The Dachshund, meaning “Badger Dog" in German, is a small breed with a distinctive appearance. His long back and short legs give rise to several nicknames, including “sausage dog.” Although charming to look at, the short legs and long back leave the Dachshund prone to chronic back problems. You can reduce the chances of your dog experiencing back problems by making a few basic alterations to his lifestyle and environment.
Block your dog's access to stairs and steps. Use boxes or child safety gates, for example. Climbing stairs puts strain on both the rear and front legs. While most dogs can handle this easily, the physiology of the dachshund causes stair-climbing to put extra strain on the spine, which can aggravate intervertebral disc disease. If your garden has steps, ensure that your dog can’t climb them. Either block them off, put a ramp over them or supervise your dog in the garden. The approach you take depends on the lifestyle and amount of freedom you want for your dog.
Discourage jumping off of furniture. Train your dog not to do this by distracting him before he does it. Reward him when he focuses attention on you, verbally correct him if he ignores you and jumps. If your dog looks as if he is about to jump, pick him up and place him gently on the floor. An awkward landing could be very painful and if repetitive, can lead to chronic back problems.
Cover polished or slippery floor surfaces with rugs. This helps your dog comfortably walk around the house. If your dog is forced to walk on a slippery surface, he’ll find it difficult to gain traction. Slips and tumbles can cause back injury.

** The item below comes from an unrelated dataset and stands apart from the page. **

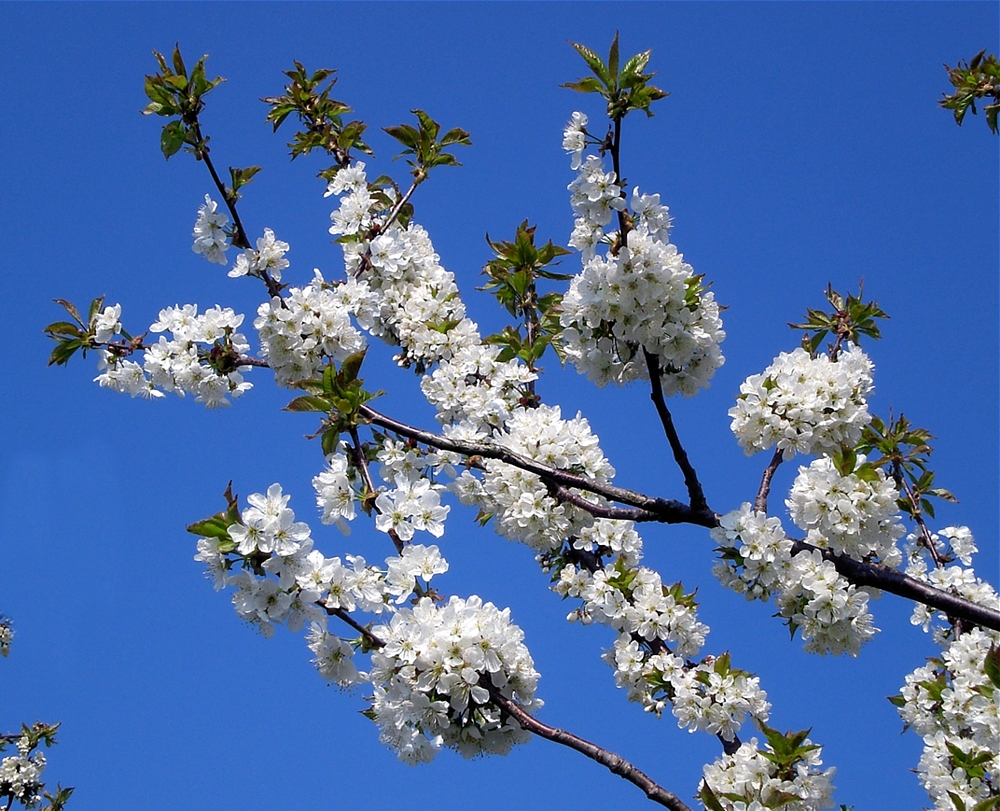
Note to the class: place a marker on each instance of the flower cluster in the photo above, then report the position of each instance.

Monitor your dog’s mobility. If you notice a change in gait, discomfort when getting up or lying down, an inability to turn the neck or reluctance to run, your dog could be displaying early symptoms of chronic back problems, such as intervertebral disc disease. Take your dog to the vet immediately for a check up.
Crate train your dachshund so that you will have control over his movements when you are not home. Place a healthy food treat inside the crate. Leave the door open and encourage the dog to explore. If he enters the crate, issue verbal praise. The crate should always be accompanied by positive stimuli. Let him exit the crate as he pleases. Repeat this process once a day for approximately three days, or however long it takes for the dog to become accustomed to and comfortable with the crate.
Encourage the dog into the crate and close the door. Sit next to the crate for approximately five minutes.
Let the dog out, issue a healthy food treat and verbal praise. Repeat this process for approximately five days, or as long as it takes for the dog to get used to confinement.
Encourage the dog into the crate, close the door and leave the dog alone for ten minutes. Don't return if he whines as this teaches him that whining elicits attention. Repeat this process for as long as it takes for the dog to become used to being in the crate. Crate your dog when you are unable to monitor his movements.
Feel your dog's flanks. If you can't feel the ribs, the dog is overweight. If unsure, consult your vet.
Reduce your dog's portion sizes and cut out any treats. This enables you to more accurately monitor his calorie intake. Read the packaging of the food tin, this contains advice on how much to give. Obesity puts extra strain on your dog's spine and can cause intervertebral disc disease.
Monitor your dog's weight once a week. If your dog sheds a lot of weight very quickly and lacks energy, increase portion size.